I might have already written something about this before, but I'm hoping not.
In the very first week of activities in The Artist's Way, Cameron implores you to take the bad things that you tell yourself about your creativity and turn them into affirmations. It's a simple technique--just writing out, say, "I am a bad writer" if you feel that way and then changing it to "I'm an excellent writer," and so on. This method goes right along with the fact that Cameron sort of frames this process as your "artist's recovery."
Anyway, the weird thing for me was how many of these things came out rather quickly the next time I wrote after reading it. I began bracketing them with <> in my paper journal and then writing the affirming starements right after them.
Now, I've gotta say, a lot of Cameron's recovery language really feels over the top to me, because I feel more like I am cleaning out the cruft than that I am spiritually exorcising demons of self-doubt.
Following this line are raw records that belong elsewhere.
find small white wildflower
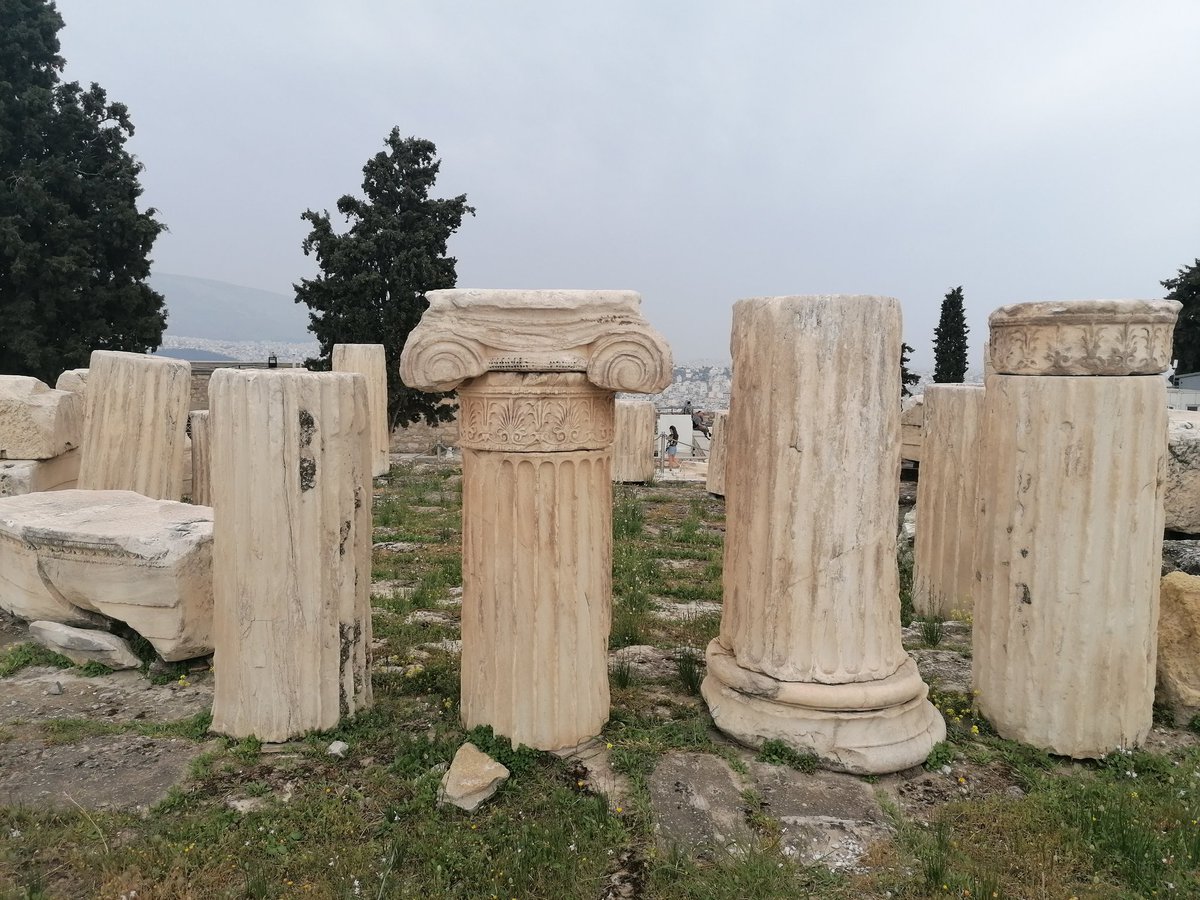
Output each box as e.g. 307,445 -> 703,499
8,829 -> 20,839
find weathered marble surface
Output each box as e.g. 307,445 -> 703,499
189,412 -> 211,507
613,400 -> 656,483
706,410 -> 728,496
400,289 -> 673,394
702,295 -> 943,774
0,490 -> 213,658
332,343 -> 390,477
29,621 -> 141,670
0,376 -> 83,460
900,395 -> 924,463
973,374 -> 1167,757
54,369 -> 89,395
0,449 -> 80,498
913,385 -> 985,618
987,299 -> 1180,376
209,370 -> 372,742
1166,411 -> 1200,535
77,351 -> 190,500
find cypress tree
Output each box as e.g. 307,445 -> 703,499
932,286 -> 969,383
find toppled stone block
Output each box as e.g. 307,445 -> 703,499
54,369 -> 89,395
0,490 -> 213,660
437,743 -> 510,811
0,449 -> 81,498
1158,572 -> 1200,724
648,752 -> 751,853
28,621 -> 141,670
0,376 -> 83,460
1167,411 -> 1200,535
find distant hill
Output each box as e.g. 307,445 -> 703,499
152,273 -> 312,342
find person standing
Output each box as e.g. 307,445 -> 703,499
666,425 -> 680,469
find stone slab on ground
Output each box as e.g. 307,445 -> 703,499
910,648 -> 972,695
437,742 -> 510,811
0,734 -> 209,811
0,666 -> 212,726
749,762 -> 889,871
648,752 -> 751,853
29,621 -> 141,670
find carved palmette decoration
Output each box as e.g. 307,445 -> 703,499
458,373 -> 615,452
987,300 -> 1180,377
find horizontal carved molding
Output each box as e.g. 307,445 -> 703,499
458,373 -> 614,452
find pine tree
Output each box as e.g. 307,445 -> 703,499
932,286 -> 969,383
1164,259 -> 1200,375
900,342 -> 920,397
0,0 -> 167,385
295,130 -> 474,428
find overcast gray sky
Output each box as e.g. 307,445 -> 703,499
54,1 -> 1200,368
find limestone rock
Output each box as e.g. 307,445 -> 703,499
437,742 -> 510,811
974,374 -> 1167,757
0,449 -> 80,498
1166,411 -> 1200,534
332,343 -> 390,477
702,295 -> 943,775
613,400 -> 656,483
209,369 -> 373,743
54,369 -> 89,394
77,351 -> 191,500
988,299 -> 1180,376
0,376 -> 83,460
0,490 -> 214,658
28,621 -> 140,670
706,410 -> 728,496
913,385 -> 985,617
1157,572 -> 1200,724
648,752 -> 751,853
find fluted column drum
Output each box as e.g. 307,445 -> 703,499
189,410 -> 212,507
209,370 -> 373,742
459,373 -> 613,750
612,400 -> 655,483
706,410 -> 728,496
913,385 -> 985,618
332,343 -> 390,477
77,351 -> 190,500
974,374 -> 1167,756
702,295 -> 943,774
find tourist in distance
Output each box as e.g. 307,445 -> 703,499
665,425 -> 681,469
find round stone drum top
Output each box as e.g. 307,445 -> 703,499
987,299 -> 1181,376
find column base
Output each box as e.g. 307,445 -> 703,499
702,640 -> 946,775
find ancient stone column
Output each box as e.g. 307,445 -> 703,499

But while I think of myself as someone who totally supports people as creators--"Dude, if you're writing, you're a writer, PLUS, you're an artist," that sort of thing-- I'm finding, through this exercise, that, as always, I'm better at supporting others than at taking my own supportive advice.
So I'm working on it. This project has taken up enough of that late night "free time" that I've dropped the daily morning pages and weekly exercises of TAW, to pick them back up in May. But I will keep thinking about (and discovering how much I limit myself, so that hopefully, I'll stop doing it so much.